WE are evolving now. We began, like all life with strictly biological evolution. Then we added social evolution which many animals share, herds, flocks, schools, murders, all have benefits to species survival. Then we added techological evolution, which only a few species exhibit. That evolution is faster than social, which is faster than biological, and moved us from gatherers, to farmers, to Industrialists, to data technicians.

BUT Biologically, we are still on the Savannas.

Those mental states which aid survival will last, and aiding humans in coping with existential reality as concious beings is a survival trait.

Might a mental state be of personal benefit to you? That depends on you and what you need and what you do with any given mental state.

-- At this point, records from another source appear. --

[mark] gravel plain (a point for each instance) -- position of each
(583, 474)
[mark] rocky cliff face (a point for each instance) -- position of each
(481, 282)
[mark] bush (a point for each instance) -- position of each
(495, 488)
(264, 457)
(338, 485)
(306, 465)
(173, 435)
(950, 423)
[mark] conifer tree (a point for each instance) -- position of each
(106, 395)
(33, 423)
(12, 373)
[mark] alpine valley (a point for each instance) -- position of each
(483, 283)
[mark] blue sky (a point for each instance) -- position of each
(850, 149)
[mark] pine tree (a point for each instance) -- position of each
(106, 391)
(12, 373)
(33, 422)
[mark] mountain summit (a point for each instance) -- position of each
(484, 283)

Are these mental states superior somehow, perhaps in a given circumstance. I often favor a contemplative mental state of mind, but that mindset is useless in a survival situation. It is of benefit in avoiding the next survival situation.

@Davesnothere yes! and we have fewer survival situation for the most part of the hunter/hunted type, ours are more calculating long-term risk, I think. As in is it better to have an eco-revolution now or bet on science 'rescuing us' later? Better to do some work on what holds society together now, or stockpile weapons in a bunker?

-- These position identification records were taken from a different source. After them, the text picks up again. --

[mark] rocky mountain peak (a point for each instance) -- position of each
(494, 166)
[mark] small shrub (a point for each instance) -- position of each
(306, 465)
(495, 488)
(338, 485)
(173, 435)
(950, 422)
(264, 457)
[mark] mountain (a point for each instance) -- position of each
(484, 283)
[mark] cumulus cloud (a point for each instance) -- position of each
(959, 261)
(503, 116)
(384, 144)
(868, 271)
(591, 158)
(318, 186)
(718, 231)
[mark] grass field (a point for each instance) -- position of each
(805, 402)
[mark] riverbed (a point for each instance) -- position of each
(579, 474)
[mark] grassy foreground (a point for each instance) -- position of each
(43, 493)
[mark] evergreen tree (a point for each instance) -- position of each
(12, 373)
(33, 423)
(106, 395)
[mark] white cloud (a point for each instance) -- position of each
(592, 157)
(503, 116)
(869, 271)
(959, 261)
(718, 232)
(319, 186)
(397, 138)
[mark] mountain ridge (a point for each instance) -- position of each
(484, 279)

@Allamanda "To be human is to love ritual. OCD" I think he means almost everything becomes ritual to people, they way you make your morning coffee is, they way you personally bathe, dress, sleep, eat, all of it in a habitual or ritual fashion.
Some folks even refer to it that way "Well, onto my face routine (ritual)" from my sisters growing up.

@Davesnothere I wonder if that's not a misuse of the word, where routine would do fine? Some people may actually be performing rituals for their own consolation or some other reason I guess? Hence the craze for 'mindfulness' ? But a ritual in the religious sense is different, usually taken to be public, or involve a group, and to promote a specific set of circumstances that may allow for metaphysical/mystical, what, events/ideas/imaginations depending on your views - which is why it's hard to discuss this need [in some people].

@Allamanda I agree with you in principal, but reality dictates that in order to have peace, all people must want that MORE than they want personal success. All People must want peace MORE than they want liberty.

You can have perfect peace in fascism after a couple of generations, all dissent is executed. Does not make it a peaceful ideology.

in order for the species to survive long term we need the majority to unite, so much so that we could all hear the sound of collective heads popping out of asses, globally, but I do not expect that.

For instance we could all put a huge dent into pollution and CO2 if we just gave up autos except for emergency services and a few other exceptions.
Do you think people will SELF SACRIFICE that liberty, OR are they trapped and dependent on the auto for food now, as it gets you to work?

Which is more important to the whole, peace or liberty?
Now ask yourself how much liberty of yours would you give up before you were no longer peaceful, but felt obliged to resist some authoritarian to preserve your liberty.

Liberty, as in the freedom to live as you choose as long as it does not break anothers leg or pick their pocket?

As a vet I long for peace, but it will always be peace with a sword, because I also know men who enjoiy war, who revel in combat, and if those folks think their liberty is infringed upon, they will fight for it, so we must always be prepared for that.

What I think we both want is some global epiphany so that the whole damn world wakes up and realizes that co-operation is a better survival strategy than competition.

@Davesnothere yes... have to walk to work myself right now so! later! but that is what I want... and I'm not putting down my flower until they put down their gun.

@Allamanda I am old enough to recall daisies in M-16s meself


while i still hold the opinion that humans have evolved a brain prone to superstition, that altered states of consciousness. can happen from meditation and drugs. . i take part in it when i am in a relationship. though love can be shown as a brain state, in an mri scan. it still borders on nonmaterialism.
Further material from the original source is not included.